The high court decision came hours after a state judge rejected attempts by Democratic Gov. Tom Wolf's administration to block the inspection — inspired by former President Donald Trump’s baseless claims about fraud in the 2020 election he lost — without an agreements over procedure in place.

The undertaking comes after Republicans carried out a partisan and widely discredited “audit” in Arizona's most heavily populated county and Trump and his allies have pressured allies in battleground states he lost to seek out fraud to validate their conspiracy theories.

The justices overruled the lower court by granting an emergency request by the governor's lawyers to stop it for now.

The equipment in question — computers, electronic pollbooks, ballot scanners and possibly more — was about to be wheeled in to a special meeting of the Fulton County commissioners just after it started Friday when a lawyer for the county, Tom Breth, said it had to be postponed because the state Supreme Court's filing office had just notified him the temporary stay was granted.

The court said the request was granted on a temporary basis until the full court can consider it, and that no inspection can take place until the justices issue an order.

Sparsely populated Fulton County is cooperating with Republican lawmakers. There, Trump won more than 85% of 2020's vote, according to official returns, and registered Republican voters outnumber Democrats by 7 to 2.

In post-election internal emails released through public records requests, Fulton County’s two Republican commissioners expressed solidarity with Republican senators who later sought to block Pennsylvania’s electoral votes from being cast for Biden.

Dominion Voting Systems, which provided the equipment to Fulton County in 2020′s election, has been at the center of some of the most feverish conspiracy theories about Trump’s loss.

After it found out about the proposed inspection, it demanded the return of the leased equipment from Fulton County and said that any inspection by an entity that is not federally accredited is in breach of their contract.

Wolf administration lawyers lost an initial attempt to block the inspection.
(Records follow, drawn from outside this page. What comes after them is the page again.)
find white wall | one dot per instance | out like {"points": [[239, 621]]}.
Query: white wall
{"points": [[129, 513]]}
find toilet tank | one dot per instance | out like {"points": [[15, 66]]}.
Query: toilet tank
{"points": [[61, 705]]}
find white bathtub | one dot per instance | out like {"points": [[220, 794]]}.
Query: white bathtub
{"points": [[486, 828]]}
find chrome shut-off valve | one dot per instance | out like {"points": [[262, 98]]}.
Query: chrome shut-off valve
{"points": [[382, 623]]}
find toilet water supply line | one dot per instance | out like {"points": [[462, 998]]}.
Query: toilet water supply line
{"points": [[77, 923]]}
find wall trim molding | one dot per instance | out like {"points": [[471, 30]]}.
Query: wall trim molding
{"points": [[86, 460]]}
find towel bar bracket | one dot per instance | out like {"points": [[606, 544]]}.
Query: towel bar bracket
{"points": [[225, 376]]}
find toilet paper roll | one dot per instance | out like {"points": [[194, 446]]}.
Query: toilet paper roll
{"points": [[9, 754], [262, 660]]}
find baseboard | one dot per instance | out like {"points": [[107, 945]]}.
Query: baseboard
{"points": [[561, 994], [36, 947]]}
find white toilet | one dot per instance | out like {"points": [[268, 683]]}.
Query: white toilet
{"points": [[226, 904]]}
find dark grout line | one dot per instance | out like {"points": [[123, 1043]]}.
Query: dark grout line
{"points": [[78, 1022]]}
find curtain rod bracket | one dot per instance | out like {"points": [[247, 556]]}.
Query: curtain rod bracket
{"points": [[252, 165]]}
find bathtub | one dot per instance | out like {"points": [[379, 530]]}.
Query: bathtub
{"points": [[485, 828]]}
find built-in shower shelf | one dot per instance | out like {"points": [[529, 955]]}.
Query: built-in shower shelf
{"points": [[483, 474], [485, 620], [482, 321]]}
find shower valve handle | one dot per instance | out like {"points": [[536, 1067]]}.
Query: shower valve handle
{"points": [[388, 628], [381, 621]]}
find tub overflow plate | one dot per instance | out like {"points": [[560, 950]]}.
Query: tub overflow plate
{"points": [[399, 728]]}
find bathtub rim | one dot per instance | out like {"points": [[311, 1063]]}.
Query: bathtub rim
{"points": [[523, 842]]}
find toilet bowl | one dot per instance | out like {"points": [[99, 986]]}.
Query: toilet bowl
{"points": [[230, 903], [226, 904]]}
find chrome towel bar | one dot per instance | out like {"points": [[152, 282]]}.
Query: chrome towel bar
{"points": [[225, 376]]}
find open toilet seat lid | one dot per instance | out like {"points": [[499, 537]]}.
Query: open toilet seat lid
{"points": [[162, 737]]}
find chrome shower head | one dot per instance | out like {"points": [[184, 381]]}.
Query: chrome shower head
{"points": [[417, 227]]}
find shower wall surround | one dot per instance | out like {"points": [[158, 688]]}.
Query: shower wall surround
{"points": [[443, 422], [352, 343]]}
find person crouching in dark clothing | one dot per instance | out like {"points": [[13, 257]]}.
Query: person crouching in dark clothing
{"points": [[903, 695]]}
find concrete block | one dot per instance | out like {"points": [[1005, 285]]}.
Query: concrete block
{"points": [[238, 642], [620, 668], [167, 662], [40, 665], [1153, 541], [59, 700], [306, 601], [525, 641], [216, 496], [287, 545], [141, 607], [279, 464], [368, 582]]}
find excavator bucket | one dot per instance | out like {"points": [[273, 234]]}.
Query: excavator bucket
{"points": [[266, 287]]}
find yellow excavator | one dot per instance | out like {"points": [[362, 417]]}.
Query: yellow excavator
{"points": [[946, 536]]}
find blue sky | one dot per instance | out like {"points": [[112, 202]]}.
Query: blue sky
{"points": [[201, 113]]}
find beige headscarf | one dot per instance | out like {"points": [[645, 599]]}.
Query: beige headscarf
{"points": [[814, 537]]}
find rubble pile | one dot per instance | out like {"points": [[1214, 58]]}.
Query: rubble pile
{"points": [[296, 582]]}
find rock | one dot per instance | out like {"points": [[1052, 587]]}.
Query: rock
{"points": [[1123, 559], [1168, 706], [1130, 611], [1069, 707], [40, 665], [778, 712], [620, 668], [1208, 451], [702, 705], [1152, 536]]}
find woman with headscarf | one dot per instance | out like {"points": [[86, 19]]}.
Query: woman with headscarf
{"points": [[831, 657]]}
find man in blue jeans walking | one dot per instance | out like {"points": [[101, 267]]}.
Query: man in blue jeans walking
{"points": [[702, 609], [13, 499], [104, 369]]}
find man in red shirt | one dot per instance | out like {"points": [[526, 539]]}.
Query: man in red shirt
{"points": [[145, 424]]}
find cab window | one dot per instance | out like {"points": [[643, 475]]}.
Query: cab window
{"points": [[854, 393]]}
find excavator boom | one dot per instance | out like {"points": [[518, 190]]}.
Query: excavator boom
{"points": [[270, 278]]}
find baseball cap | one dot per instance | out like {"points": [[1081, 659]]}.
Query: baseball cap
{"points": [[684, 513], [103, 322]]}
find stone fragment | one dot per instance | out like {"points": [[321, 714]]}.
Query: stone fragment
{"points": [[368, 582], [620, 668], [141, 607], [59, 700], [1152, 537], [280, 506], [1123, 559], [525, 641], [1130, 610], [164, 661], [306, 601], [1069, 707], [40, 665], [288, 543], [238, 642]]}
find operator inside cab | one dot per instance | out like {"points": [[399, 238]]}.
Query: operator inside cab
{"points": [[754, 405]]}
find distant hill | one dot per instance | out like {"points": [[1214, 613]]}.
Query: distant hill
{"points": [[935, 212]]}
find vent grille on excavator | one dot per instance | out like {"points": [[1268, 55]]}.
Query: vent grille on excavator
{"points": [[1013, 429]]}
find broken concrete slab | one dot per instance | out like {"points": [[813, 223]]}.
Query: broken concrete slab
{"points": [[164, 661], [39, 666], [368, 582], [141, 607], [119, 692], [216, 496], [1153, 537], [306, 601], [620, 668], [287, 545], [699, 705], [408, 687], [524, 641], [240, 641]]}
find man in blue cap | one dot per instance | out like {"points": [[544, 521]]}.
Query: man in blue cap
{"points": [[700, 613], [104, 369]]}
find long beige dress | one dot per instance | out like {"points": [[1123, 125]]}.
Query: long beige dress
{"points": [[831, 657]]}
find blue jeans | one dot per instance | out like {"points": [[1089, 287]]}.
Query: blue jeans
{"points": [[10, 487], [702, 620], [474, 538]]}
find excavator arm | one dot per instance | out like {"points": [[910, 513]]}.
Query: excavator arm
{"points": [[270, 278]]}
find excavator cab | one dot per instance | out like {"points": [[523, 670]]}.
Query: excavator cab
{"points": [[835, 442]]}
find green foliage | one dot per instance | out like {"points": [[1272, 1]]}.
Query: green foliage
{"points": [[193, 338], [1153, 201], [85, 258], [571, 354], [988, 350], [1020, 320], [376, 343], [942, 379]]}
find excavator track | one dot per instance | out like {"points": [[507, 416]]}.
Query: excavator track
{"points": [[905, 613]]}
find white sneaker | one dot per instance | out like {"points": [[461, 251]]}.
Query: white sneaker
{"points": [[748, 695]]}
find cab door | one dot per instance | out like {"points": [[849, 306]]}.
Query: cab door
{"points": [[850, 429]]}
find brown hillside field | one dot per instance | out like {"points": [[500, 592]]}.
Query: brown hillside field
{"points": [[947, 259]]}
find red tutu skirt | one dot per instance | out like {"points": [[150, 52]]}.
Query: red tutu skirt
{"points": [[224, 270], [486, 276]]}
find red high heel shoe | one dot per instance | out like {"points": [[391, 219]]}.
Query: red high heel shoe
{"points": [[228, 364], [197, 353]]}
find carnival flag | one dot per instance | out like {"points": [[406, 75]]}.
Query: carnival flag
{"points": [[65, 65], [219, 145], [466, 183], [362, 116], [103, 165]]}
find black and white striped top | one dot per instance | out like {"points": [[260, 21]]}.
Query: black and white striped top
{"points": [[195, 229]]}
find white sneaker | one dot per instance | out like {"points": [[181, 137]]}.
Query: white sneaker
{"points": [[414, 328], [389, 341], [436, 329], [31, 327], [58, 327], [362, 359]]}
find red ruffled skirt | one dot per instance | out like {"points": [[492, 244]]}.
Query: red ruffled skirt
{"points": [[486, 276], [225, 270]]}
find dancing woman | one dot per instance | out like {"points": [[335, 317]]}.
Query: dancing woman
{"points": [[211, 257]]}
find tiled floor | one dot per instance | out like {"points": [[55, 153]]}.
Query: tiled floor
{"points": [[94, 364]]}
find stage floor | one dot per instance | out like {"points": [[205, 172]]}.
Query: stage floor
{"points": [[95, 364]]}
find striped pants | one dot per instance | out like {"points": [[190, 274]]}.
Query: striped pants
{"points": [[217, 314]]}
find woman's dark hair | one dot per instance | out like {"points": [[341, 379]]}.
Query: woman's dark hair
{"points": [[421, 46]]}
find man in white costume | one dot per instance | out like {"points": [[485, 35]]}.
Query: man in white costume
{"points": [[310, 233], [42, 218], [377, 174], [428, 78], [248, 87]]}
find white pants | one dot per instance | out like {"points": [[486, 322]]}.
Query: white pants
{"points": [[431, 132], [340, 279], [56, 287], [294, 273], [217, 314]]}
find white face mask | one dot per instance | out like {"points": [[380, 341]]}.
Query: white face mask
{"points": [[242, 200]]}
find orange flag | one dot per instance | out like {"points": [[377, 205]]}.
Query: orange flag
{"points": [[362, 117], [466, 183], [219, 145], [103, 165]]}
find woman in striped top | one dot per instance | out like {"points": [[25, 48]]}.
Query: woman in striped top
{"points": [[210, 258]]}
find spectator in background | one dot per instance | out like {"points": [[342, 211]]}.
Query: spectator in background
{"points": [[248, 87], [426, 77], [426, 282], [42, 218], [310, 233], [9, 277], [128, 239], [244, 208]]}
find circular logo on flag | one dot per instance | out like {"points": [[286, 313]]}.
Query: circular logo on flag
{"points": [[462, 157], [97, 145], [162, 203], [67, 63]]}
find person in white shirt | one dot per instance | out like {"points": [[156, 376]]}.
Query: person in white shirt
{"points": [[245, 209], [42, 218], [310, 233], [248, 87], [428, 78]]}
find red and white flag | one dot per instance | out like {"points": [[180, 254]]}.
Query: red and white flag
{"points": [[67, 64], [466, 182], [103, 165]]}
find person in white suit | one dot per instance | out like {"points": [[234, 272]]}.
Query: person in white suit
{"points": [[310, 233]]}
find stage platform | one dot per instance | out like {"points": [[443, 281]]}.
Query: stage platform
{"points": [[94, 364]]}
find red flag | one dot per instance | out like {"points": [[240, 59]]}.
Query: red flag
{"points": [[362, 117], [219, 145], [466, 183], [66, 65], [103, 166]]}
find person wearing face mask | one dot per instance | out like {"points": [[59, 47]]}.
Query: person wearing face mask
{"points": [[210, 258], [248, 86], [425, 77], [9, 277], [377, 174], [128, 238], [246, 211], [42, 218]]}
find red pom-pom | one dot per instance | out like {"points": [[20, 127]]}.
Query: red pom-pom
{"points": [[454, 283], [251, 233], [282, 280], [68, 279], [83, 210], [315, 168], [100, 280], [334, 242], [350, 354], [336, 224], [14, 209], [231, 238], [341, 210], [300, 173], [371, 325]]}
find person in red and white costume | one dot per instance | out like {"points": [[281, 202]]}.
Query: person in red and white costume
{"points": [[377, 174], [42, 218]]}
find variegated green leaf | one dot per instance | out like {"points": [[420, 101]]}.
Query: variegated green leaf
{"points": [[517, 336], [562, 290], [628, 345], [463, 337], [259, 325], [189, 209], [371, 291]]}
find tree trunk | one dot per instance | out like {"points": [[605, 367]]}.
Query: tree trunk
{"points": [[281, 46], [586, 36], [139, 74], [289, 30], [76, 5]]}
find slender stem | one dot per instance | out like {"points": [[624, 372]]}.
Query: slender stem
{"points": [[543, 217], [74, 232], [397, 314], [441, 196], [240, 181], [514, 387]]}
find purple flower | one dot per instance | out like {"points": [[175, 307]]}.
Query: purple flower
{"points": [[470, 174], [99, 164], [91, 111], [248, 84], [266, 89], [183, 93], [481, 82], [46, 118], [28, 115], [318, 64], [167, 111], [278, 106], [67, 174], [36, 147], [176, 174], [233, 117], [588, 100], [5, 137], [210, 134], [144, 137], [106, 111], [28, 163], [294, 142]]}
Now they want Fulton County to agree to a set of demands on protocol, including sharing the identity of who will inspect the voting machines, ensuring that information about “critical election infrastructure” will not be disclosed and giving a state-designated voting machine expert the ability to observe and record it.

The state senator in charge of what Republicans call a “forensic investigation” of the 2020 election, state Sen. Cris Dush, R-Jefferson, has advocated for overturning Biden’s victory over Trump in Pennsylvania. Earlier this year, he visited Arizona and said he wanted to bring Republicans' model there to Pennsylvania.

On Dec. 10, Dush sent a letter to Fulton County requesting the “digital data” from the election computers and hardware used in the county's 2020 election. Dush has declined interviews — including a request on Friday — and has not explained why he is seeking the data.

However, a lawyer for Fulton County, Tom King, said Dush told a county official that he wants the Senate Republicans’ contractor to determine whether the equipment used there was the same equipment certified by Pennsylvania for use in 2020's election.

A Republican-controlled Senate committee headed by Dush also has sent a subpoena to state election officials for a wide range of election-related records.

In any case, the taxpayer-cost of the Republicans' election inquiry is growing.

Dush's office has acknowledged that the Fulton County undertaking was not covered under the original $270,000 contract with Envoy Sage, and will require an addendum and an additional cost.

Meanwhile, contract lawyers for Senate Republicans are in court on at least two fronts to defend aspects of the project. Senate Republicans could not provide details about the legal costs Friday.